ただし、レプリケーションはトポロジ規模の機能であるため、トポロジ内のほかのコンシューマでも問題が発生しているかどうかを確認します。コンシューマ 3 と 5 でもエラーログに致命的なエラーが存在していることが判明します。この情報を使って、コンシューマ 3、4、5、ハブ 2 と 3、およびマスター 1 と 2 が問題に関係している可能性があることがわかります。コンシューマ 1 と 2 およびハブ 2 には問題がないと推測できます。
この問題のデバッグを行うには、少なくとも次のレプリケーション参加者から次に示す情報を収集する必要があります。
insync および repldisc コマンドを使用して得た、トポロジ規模のデータ。
マスター 1 と 2、およびコンシューマ 4 の RUV を使用して得た、ブロックしている CSN に関する情報。
問題に関与している可能性のある各参加者の情報。ブロックしている CSN が作成された日付に関係する dse.ldif、nsslapd -V、access ログと errors ログ (レプリケーションを有効に設定) を含む。
正しく機能しており、問題に関与していないと思われるレプリケーション参加者の情報。dse.ldif、nsslapd -V、および access ログと errors ログ (レプリケーションを有効に設定) を含む。
このデータを使って、遅延の始まりを特定できます。insync コマンドの出力を参照すると、ハブ 2 からの遅延が 3500 秒になっていることがわかります。このため、問題はここから始まった可能性があります。ここで、nsds50ruv 属性の RUV を使って、遅延を発生させた操作を特定できます。トポロジの全域で RUV を参照して、コンシューマに表示された最後の CSN を確認します。この例では、マスター 1 には次の RUV が含まれます。
replica 1: CSN05-1 CSN91-1 replica 2: CSN05-2 CSN50-2 |
マスター 2 には、次の RUV が含まれます。
replica 2: CSN05-2 CSN50-2 replica 1: CSN05-1 CSN91-1 |
これらは、完全に同期しているように見えます。
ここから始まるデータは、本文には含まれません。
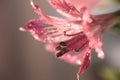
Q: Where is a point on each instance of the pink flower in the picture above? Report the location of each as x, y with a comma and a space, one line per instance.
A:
73, 38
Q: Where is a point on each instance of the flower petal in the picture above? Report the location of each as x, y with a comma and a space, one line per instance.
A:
74, 8
86, 63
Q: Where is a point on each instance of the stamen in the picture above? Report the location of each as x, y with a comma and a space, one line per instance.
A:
62, 52
76, 50
63, 44
58, 48
65, 34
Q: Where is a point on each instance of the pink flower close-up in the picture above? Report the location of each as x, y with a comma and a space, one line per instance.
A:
73, 37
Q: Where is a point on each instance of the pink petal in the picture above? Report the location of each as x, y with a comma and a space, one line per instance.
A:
86, 63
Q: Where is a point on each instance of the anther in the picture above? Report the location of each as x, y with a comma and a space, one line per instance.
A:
58, 48
63, 43
76, 50
62, 52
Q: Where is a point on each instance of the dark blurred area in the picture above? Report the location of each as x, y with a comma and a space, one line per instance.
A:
24, 58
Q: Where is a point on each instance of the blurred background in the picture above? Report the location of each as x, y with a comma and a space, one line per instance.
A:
24, 58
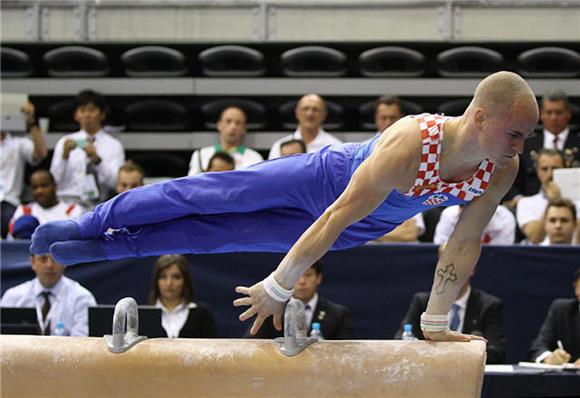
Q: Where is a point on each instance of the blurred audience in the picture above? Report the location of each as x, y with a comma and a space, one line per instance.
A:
473, 312
221, 161
530, 209
560, 223
85, 164
501, 229
173, 291
558, 341
232, 129
46, 207
310, 114
335, 319
130, 176
16, 152
292, 147
57, 299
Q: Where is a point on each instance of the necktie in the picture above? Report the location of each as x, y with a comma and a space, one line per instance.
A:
45, 309
454, 317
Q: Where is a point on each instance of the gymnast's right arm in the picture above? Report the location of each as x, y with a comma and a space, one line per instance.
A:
393, 165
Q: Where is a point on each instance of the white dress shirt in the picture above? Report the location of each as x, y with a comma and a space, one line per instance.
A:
244, 158
15, 153
70, 174
173, 320
322, 139
501, 229
69, 303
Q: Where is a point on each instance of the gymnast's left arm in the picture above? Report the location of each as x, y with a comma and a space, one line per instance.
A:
460, 256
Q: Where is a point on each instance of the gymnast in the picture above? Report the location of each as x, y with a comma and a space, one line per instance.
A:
337, 198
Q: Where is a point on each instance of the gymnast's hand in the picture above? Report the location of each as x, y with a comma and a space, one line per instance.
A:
450, 335
261, 305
ここで、コンシューマ 4 の RUV を参照します。
replica 1: CSN05-1 CSN35-1 replica 2: CSN05-2 CSN50-2 |
問題は、マスター 1 の CSN 35 に関する変更の次の変更に関係していると考えられます。CSN 35 に関する変更は、これまでコンシューマ 4 にレプリケートされたもっとも古い CSN に対応しています。CSN35–01 上のレプリカのアクセスログに対して grep コマンドを実行することで、問題が発生した時期を特定できます。トラブルシューティングは、この時点から開始してください。
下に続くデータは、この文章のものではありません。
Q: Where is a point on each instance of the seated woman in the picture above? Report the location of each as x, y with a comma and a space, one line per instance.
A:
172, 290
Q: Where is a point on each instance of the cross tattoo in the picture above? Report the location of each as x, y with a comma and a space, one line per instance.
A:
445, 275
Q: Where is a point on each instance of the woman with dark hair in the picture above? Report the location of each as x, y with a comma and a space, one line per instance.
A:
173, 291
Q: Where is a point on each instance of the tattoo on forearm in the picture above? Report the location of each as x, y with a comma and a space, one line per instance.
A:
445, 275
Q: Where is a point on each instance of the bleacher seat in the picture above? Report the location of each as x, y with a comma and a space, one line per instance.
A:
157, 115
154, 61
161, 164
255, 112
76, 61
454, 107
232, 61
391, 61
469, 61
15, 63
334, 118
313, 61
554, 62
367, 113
「問題の範囲の定義」で説明したように、問題の発生時点を特定するのに役立つ情報を稼働中のシステムから入手すると有益です。このため、期待どおりに動作しているハブ 1 とコンシューマ 1 からデータを収集します。稼働中のサーバーから得たデータを比較し、問題が発生した時点に注目することで、相違点を識別できます。たとえば、ハブが別のマスターまたはサブネットからレプリケートされていたり、レプリケーションの問題が発生した変更の直前に別の変更がハブに含まれていたりすることがあります。
問題の徴候に応じて、トラブルシューティングの方法も異なります。
たとえば、コンシューマのアクセスログに何も表示されないが、ネットワークの問題が原因でレプリケーション障害が発生することがあります。再初期化は必要ありません。
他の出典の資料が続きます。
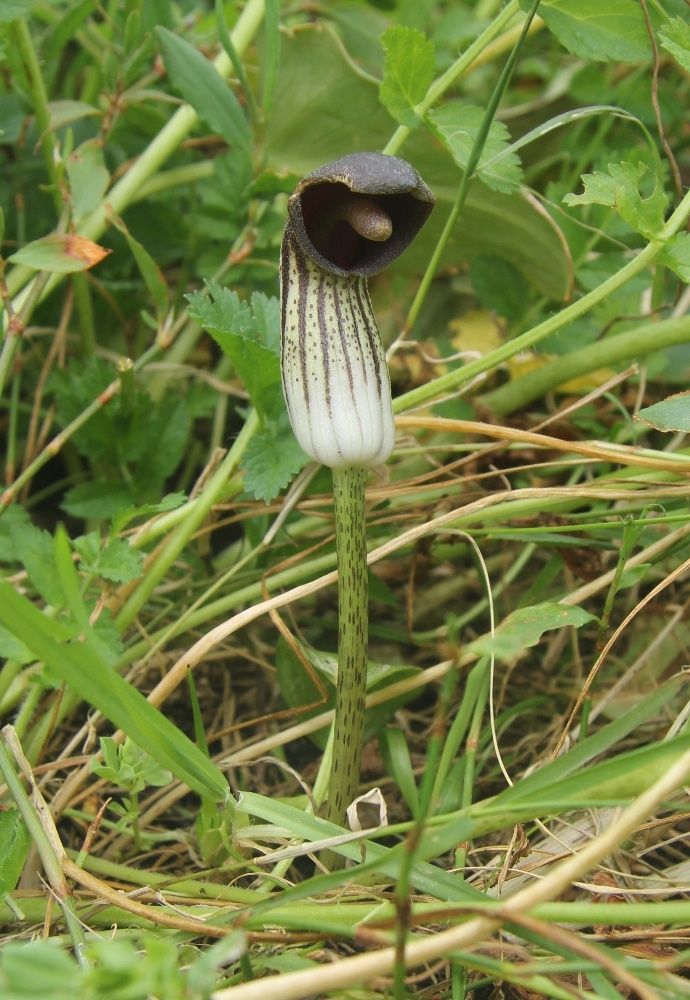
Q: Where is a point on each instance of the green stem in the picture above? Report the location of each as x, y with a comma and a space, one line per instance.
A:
451, 380
186, 529
42, 831
468, 176
157, 152
39, 102
454, 72
633, 343
348, 727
更新履歴ログ内に特定のエントリが見つからないことがエラーログに示される場合は、マスターの更新履歴ログは最新のものではありません。トポロジの再初期化が必要かどうかは、最新の更新履歴ログがレプリケーショントポロジ (ハブやほかのマスターなど) 内にあるかどうかによります。
ループの処理やロックの中止など、コンシューマで問題が発生した場合は、アクセスログを参照して、特定の CSN で数多く実行されている再試行を見つけます。replck ツールを実行してレプリケーション停止の原因となった CSN を特定し、更新履歴ログ内でこのエントリを修復します。